Reproduisant de nombreuses toiles, portraits ou scènes religieuses de Rubens, citant des passages de l’éloge de l’âne de Gotfried Bouvaert, Simon Spruyt injecte la veine de la farce qui lui permet d’ausculter la comédie humaine.
Riche de ses voyages à Mantoue, à Rome, l’artiste Bouvaert / Rubens reviendra dans son atelier à Anvers, inventant un style puissamment baroque qui, incorporant les anciens et nouveaux maîtres italiens, les transcende en une synthèse originale. Si ses œuvres questionnent le sempiternel débat sur la mission, l’essence de la peinture (doit-elle faire prévaloir la ligne ou la couleur, l’esprit ou la matière?), si elles se situent davantage du côté de la couleur, elles entendent avant tout transmettre la vie de la chair, la sensualité. Effaré de voir que ses assistants créent des toiles mortes, dénuées de sève, de mouvement, le peintre vieillissant hallucine l’émotion des personnages au retour de leur maître. «Vous nous avez manqué, maître! Retouchez-nous, maître ! Redonnez-nous vie!».

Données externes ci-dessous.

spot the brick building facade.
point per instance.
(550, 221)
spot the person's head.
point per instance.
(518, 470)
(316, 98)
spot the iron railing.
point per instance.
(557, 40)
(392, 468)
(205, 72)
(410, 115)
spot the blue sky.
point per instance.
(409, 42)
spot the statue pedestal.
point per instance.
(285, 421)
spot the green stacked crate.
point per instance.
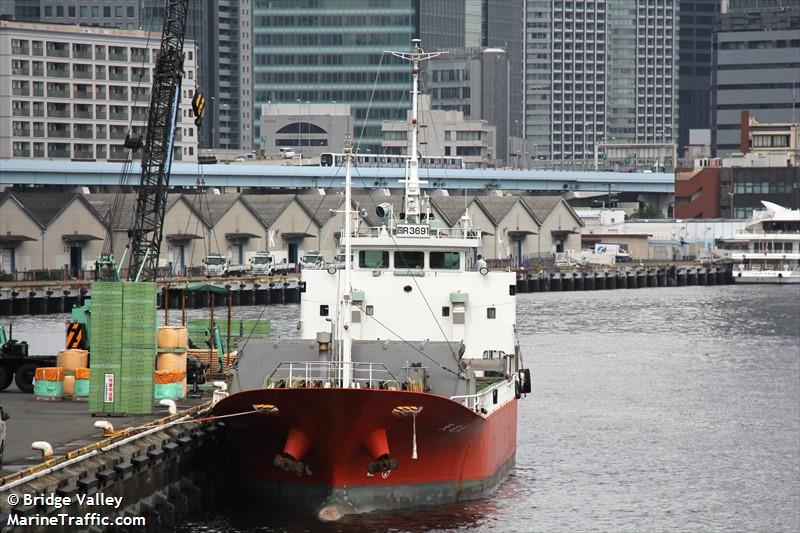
(138, 347)
(124, 328)
(106, 346)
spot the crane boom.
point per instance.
(146, 234)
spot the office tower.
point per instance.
(756, 55)
(599, 72)
(696, 24)
(463, 27)
(220, 29)
(74, 93)
(333, 51)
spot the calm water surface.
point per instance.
(653, 410)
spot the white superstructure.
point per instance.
(773, 250)
(412, 280)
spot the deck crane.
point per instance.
(146, 233)
(145, 236)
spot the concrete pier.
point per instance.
(43, 298)
(162, 469)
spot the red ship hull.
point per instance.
(332, 436)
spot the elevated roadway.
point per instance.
(88, 173)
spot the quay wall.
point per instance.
(18, 298)
(164, 476)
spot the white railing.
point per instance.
(474, 401)
(327, 374)
(453, 233)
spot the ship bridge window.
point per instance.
(373, 259)
(409, 260)
(446, 260)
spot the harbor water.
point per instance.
(652, 410)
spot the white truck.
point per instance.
(216, 265)
(312, 259)
(281, 264)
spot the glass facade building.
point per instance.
(332, 51)
(600, 71)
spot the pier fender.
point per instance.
(376, 443)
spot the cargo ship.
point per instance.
(402, 389)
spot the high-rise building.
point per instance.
(221, 29)
(696, 22)
(475, 82)
(756, 55)
(76, 93)
(599, 72)
(462, 27)
(333, 51)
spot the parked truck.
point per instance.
(262, 263)
(216, 265)
(312, 259)
(618, 251)
(281, 264)
(15, 363)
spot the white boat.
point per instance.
(773, 247)
(403, 388)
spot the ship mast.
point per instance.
(412, 207)
(347, 311)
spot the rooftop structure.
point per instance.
(756, 68)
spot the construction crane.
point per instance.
(146, 233)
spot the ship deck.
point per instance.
(66, 425)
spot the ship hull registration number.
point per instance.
(412, 230)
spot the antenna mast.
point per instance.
(346, 302)
(412, 203)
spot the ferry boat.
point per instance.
(402, 390)
(773, 247)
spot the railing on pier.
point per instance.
(327, 374)
(476, 401)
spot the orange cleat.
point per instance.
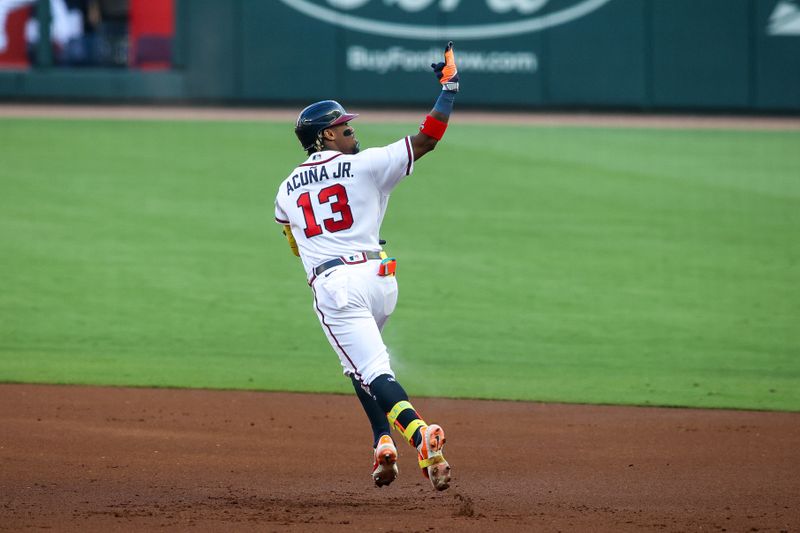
(433, 464)
(384, 470)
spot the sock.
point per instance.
(393, 400)
(376, 415)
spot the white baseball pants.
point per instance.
(353, 303)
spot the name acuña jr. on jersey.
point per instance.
(317, 174)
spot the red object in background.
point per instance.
(151, 29)
(16, 54)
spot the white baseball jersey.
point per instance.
(335, 202)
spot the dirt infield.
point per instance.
(102, 459)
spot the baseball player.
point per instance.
(331, 207)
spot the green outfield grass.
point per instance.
(623, 266)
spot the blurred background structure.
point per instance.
(689, 55)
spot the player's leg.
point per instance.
(384, 468)
(353, 333)
(427, 439)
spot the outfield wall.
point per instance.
(718, 55)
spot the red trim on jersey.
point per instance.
(320, 162)
(316, 304)
(410, 155)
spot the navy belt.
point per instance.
(355, 259)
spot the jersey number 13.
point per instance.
(336, 195)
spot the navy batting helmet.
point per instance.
(316, 118)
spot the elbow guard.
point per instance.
(287, 231)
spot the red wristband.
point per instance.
(433, 127)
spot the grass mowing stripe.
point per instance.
(564, 264)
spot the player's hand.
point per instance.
(446, 71)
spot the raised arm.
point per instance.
(435, 123)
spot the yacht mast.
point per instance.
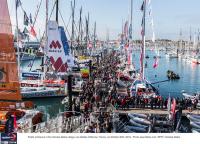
(57, 5)
(18, 52)
(143, 41)
(46, 40)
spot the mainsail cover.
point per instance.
(9, 82)
(58, 48)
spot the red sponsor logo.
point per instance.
(55, 44)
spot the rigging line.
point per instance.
(28, 22)
(37, 11)
(64, 22)
(43, 35)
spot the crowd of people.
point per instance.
(100, 92)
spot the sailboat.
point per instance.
(140, 86)
(11, 104)
(196, 57)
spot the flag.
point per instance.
(18, 3)
(30, 17)
(26, 19)
(155, 63)
(142, 7)
(32, 31)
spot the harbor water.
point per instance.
(189, 81)
(189, 74)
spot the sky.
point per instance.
(170, 16)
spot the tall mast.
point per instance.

La narration et le graphisme privilégient de multiples niveaux de lecture, sans jamais enfermer le récit dans des réponses. Mise en abyme du personnage de l’artiste, exploration de sa complexité, de son alliance entre courtisanerie obséquieuse auprès des puissants du monde et démon de la création, Bouvaert. Élégie pour un âne fait souffler un vent neuf sur le paysage du neuvième art. Comme Bouvaert, il cherche à capter le rythme de la vie, à laisser affleurer le souffle. L’album est hanté comme l’est l’esprit de Jan Bouvaert à la mort de son frère, le poète. L’obsession de l’âne chez Pieter Bouvaert se transmet à Jan. Faisant imprimer de manière posthume l’encomium à l’âne écrit par le défunt, le peintre se trouve à son tour possédé par le mystère de l’âne. Le final, tout en magie et loufoquerie, dévoile la dernière toile du maître malade: un portrait de sa femme nue, surmonté d’une tête d’âne. On pense aux Métamorphoses d’Apulée, à la transformation de Lucius en âne, adaptées en bande dessinée par Milo Manara.
La petite histoire et la grande histoire se conjuguent. Les querelles religieuses entre catholiques et protestants divisent le père protestant et le fils peintre qui met son art au service de la papauté. «Tu remplis les églises que Père a vidées», lui reproche son frère Pieter. Ironie du destin, les puissants font appel au génie de Jan Bouvaert afin que son art chante Dieu, Marie, les saints et vienne à bout du poison du protestantisme. Pour acquérir la notoriété, l’artiste doit entériner un parricide, renier le protestantisme paternel. Radicalement originale dans le graphisme et dans l’esprit, l’œuvre allégorique de Simon Spruyt est parée des vertus de l’ode que le livre évoque: dénoncer les semblants, la futilité, les compromissions de l’artiste, radiographier les accointances entre l’art et les affaires, la scène de la création et le champ du business. Opérant ce qu’il appelle un «détournement biographique», il croise le régime du biographique par les feux de la fiction, approchant Rubens, le maître flamand de la couleur, le porte-parole de la Contre-Réforme et fondateur du style baroque, par un double imaginaire qui en révèle des pans inconnus.